Slovak bands lose out to internet pirates and CD copying

In Slovakia the illegal copying of movies and music has many artists up in arms. Digital downloads over the internet and the easy copying of DVDs and CDs is cutting into a main revenue flow for many bands. Christopher George has been talking to the bands, and those who pirate their music.

You can look at it from many directions but the real question stands - is copying compact discs piracy? I asked a few people on the streets of Bratislava.

"Original CDs cost me and everyone a lot of money.

"As far as I know we are allowed to make one copy".

"Yeah well I do make copies but I do not know if it's piracy because most of the things I copy are things you can’t really buy here that easily. And I do not pass these things around".

With out feeling guilty we make copies or we download our favourite albums and we share it amongst our friends and we do not bother with the fact that it is stealing or theft. But yxo from the band HEXO has a different view.

"When a band produces something new and people just download it from the internet for free, actually we put in a lot of money and time to producing this material which people just download from the internet. I know people do not have money to buy original c.d.'s but they can always find money to drink beer in pubs. People think that originals cost too much. I wish it was like it is in the west where people value original c.d.'s, when people buy them so they can read the inlay cover and look at the photo's. A c.d. is not just the music; it’s a piece of art".

So is the internet an enemy of Slovak groups ? DJ victor hazard from the band AMO explains.

"It’s a big minus for us, because as soon as a new song is released the very same day it is on the internet, it is stopping us from making any money; we are losing a great deal".
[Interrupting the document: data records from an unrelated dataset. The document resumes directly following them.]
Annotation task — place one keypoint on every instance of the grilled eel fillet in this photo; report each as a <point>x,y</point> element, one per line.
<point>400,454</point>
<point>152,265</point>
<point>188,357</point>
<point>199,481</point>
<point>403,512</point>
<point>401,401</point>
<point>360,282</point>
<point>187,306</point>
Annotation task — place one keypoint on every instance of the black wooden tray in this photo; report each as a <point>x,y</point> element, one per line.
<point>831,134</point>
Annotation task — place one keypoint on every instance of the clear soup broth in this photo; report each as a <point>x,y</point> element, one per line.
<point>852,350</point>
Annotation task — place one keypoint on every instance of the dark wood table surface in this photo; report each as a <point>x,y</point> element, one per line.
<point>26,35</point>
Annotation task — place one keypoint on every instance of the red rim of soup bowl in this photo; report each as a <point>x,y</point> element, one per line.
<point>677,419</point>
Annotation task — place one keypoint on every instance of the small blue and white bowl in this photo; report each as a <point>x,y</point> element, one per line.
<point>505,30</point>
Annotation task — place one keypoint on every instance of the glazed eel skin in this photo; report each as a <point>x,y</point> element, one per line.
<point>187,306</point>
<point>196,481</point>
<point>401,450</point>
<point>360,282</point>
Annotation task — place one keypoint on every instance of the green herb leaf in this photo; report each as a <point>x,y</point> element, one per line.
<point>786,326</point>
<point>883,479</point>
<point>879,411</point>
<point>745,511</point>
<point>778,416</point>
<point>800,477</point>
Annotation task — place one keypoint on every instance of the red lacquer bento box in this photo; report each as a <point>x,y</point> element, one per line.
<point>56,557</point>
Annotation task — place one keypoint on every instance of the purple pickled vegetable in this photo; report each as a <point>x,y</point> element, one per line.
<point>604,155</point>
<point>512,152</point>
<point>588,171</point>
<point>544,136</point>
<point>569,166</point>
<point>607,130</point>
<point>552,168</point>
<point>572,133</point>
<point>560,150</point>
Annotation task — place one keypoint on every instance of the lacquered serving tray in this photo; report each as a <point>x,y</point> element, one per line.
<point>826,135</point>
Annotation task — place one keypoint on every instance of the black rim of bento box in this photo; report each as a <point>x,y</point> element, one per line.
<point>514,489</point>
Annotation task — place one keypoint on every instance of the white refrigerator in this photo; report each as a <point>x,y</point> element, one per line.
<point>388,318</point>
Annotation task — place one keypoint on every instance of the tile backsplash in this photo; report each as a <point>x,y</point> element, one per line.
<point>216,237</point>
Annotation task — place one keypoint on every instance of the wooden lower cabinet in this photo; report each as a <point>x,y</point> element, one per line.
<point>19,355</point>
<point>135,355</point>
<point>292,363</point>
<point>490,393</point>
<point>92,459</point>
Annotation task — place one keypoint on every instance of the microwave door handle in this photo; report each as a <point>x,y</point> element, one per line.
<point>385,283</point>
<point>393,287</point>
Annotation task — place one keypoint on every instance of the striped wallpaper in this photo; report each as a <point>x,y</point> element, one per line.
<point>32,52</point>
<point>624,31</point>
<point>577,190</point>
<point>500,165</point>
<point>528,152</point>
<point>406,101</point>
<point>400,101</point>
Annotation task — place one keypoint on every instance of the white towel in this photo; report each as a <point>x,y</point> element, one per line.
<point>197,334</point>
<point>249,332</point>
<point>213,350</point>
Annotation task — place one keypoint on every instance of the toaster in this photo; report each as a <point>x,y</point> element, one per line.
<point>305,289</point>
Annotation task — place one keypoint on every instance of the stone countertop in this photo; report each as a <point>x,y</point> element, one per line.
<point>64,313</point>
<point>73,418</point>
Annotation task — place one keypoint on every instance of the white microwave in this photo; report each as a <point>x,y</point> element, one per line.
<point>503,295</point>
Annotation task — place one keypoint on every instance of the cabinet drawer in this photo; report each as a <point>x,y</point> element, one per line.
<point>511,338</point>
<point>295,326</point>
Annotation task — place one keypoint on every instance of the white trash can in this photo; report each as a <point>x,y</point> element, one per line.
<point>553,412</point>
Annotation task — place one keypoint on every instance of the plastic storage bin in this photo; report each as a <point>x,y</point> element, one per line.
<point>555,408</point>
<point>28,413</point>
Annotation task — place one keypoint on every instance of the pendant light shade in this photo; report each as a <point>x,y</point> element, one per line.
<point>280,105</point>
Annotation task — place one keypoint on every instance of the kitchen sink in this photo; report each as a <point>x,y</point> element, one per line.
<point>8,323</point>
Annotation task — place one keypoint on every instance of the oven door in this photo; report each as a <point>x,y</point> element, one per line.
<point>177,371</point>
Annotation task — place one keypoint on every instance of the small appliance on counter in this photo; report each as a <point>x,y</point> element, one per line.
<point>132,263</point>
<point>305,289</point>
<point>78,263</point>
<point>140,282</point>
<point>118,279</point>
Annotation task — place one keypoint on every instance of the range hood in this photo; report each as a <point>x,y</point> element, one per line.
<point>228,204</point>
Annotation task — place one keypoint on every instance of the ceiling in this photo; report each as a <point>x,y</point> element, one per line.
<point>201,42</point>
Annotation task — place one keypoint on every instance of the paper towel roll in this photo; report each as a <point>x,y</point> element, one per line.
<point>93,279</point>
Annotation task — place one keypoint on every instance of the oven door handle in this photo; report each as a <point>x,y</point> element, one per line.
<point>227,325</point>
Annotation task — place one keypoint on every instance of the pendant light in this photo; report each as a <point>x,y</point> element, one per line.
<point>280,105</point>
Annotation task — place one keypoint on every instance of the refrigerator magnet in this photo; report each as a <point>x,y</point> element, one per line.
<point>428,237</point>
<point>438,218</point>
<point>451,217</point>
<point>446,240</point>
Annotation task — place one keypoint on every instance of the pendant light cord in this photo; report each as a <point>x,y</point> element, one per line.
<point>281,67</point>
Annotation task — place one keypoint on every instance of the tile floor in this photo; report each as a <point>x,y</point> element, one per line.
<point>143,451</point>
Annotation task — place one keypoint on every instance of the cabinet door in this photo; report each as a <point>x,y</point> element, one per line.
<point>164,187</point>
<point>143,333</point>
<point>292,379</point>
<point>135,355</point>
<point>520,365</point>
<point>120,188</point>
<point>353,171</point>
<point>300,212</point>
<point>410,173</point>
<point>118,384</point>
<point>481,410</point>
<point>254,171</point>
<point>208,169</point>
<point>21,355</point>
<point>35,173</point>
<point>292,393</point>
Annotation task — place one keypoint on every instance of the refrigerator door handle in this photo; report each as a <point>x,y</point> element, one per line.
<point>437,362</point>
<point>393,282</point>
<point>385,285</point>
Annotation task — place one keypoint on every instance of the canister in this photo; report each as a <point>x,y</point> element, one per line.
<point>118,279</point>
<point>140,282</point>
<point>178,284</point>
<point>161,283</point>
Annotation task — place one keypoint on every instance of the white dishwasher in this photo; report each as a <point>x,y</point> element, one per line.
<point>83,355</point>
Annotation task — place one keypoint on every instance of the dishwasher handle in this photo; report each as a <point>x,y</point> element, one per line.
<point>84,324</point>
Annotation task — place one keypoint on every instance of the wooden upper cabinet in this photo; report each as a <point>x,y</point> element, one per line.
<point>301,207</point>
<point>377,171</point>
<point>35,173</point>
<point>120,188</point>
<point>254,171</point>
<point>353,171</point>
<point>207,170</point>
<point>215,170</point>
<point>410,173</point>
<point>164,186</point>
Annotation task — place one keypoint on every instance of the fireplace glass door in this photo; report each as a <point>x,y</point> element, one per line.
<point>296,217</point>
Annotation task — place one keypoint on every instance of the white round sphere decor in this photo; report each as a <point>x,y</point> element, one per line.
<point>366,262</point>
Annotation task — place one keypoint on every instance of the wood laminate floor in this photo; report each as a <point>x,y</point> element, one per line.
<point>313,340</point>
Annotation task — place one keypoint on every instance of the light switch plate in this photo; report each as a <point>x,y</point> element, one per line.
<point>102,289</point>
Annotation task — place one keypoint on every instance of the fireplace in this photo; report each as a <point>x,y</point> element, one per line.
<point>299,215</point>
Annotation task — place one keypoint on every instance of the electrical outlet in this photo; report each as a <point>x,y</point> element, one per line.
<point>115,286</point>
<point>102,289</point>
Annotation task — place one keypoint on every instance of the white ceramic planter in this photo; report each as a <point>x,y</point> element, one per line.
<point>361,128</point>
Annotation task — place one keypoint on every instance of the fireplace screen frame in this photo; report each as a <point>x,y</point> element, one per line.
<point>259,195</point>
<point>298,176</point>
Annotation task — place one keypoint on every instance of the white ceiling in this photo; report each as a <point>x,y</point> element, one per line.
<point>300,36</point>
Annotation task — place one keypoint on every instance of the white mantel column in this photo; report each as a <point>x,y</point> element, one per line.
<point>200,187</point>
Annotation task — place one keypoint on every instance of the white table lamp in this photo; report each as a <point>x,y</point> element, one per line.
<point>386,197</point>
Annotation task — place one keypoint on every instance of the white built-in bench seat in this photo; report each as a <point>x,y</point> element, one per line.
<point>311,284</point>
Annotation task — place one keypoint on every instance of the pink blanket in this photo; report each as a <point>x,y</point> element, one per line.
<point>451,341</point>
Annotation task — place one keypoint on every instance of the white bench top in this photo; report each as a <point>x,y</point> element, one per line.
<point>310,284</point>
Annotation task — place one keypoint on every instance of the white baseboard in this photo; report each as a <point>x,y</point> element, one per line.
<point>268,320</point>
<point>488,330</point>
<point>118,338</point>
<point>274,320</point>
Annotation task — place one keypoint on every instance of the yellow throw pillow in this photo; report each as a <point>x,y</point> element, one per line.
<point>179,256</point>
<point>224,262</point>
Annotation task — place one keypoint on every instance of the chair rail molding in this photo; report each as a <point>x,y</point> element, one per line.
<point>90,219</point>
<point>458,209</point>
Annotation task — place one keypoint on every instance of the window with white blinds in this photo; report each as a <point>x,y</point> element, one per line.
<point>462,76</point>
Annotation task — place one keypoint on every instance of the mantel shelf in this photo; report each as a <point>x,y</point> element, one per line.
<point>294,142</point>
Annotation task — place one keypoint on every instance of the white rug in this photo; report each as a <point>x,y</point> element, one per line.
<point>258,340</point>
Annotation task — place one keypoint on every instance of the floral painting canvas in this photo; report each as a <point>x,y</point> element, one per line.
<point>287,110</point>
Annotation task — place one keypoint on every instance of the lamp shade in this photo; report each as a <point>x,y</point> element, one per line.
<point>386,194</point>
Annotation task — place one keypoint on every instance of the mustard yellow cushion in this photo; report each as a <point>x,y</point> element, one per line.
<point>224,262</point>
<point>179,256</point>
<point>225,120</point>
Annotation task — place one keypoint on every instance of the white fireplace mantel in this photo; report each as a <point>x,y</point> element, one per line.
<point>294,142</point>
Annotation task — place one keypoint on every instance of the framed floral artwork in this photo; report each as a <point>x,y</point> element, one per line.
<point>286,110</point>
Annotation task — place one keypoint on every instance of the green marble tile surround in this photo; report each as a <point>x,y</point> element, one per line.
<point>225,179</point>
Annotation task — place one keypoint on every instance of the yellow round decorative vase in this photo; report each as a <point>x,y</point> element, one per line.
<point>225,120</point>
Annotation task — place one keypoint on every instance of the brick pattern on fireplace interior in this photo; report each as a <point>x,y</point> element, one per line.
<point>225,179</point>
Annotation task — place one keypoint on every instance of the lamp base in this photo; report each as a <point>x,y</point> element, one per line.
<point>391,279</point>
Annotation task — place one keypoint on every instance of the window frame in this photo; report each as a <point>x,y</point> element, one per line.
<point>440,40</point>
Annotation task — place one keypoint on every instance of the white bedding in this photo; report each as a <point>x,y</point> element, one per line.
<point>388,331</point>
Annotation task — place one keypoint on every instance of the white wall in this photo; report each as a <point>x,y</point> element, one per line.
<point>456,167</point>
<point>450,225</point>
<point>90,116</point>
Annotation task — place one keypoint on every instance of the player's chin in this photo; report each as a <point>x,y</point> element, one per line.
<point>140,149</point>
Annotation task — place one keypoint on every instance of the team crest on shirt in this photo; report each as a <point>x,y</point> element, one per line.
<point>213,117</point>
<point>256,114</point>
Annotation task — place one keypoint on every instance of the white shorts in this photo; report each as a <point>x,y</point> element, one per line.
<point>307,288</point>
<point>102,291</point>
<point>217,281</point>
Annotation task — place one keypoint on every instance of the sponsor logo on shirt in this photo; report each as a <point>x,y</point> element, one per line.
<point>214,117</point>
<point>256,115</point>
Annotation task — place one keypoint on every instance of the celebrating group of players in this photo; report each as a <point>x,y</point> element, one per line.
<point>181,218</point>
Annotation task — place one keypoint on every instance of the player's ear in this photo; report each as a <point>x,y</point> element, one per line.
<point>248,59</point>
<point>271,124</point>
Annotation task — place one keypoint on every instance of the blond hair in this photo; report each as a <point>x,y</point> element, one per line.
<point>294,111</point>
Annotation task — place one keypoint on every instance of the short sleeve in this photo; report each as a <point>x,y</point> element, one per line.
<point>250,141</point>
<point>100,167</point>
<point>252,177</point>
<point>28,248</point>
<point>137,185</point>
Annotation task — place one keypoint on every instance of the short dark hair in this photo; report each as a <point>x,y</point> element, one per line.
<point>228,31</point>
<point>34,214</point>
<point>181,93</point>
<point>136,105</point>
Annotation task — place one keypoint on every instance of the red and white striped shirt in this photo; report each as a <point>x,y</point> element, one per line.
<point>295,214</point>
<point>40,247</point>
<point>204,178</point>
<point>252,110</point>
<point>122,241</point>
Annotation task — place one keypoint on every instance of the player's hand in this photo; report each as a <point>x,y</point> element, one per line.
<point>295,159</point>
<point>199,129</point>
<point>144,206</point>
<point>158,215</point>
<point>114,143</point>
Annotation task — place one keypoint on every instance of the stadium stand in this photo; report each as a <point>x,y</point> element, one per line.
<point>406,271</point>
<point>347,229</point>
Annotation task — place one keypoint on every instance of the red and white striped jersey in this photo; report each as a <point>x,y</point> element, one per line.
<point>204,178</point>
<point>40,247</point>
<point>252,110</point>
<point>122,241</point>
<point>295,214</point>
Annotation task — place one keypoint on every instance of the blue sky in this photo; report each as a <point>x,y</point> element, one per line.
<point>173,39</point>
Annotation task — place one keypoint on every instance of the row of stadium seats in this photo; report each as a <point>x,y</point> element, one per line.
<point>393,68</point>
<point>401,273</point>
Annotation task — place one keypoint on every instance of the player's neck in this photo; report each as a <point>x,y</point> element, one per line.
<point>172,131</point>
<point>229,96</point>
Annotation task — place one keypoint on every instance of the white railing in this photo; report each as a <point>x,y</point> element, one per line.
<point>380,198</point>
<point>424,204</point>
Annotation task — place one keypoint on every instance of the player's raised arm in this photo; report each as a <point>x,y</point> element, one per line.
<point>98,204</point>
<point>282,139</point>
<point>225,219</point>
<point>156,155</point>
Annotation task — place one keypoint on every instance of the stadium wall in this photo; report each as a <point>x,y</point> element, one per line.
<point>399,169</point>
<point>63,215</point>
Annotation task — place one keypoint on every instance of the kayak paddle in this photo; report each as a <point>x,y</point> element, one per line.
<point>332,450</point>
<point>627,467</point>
Music piracy has two sides. On one hand it is enriching someones life at the expense of the artist and the record company and on the other hand touches on the subject of domestic piracy. Roman Mraz from the international federation phonographic industry:

"With commercial profit we can divide piracy into internet piracy and piracy operated via public distribution. discotheque's, public production, sale of pirate c.d.'s, marketplaces, random door to door salesmen, domestic piracy such as burning a c.d. so you can keep your 'master' c.d. in good condition or even that mix-tape kind of c.d. with your favourite music, friends burning for friends without money changing hands or lending and borrowing its all the same, piracy! But its impossible to track this kind of crime, when one person downloads a track and sends it to a friend this is domestic piracy. This is the most widespread nowadays".

What is the border between legal burning and illegal burning?

"People have a right to make a copy of a work of art, it must serve only for domestic needs, but the cant spread it around. Downloading from the internet, the person who downloads from a particular website an album or track they are not actually breaking the law, the person who placed it on the internet initially broke the law".

What is the solution to this ever lasting circle?

"We must talk about this, about how copying is stealing or robbery, their was a campaign, copying kills the music, the record companies are bringing down the price of music so it is easier for people for people to afford. We are working on legislation which will cover 'authors rights', also criminal law. The compliance of International conventions, European directives these are the solutions".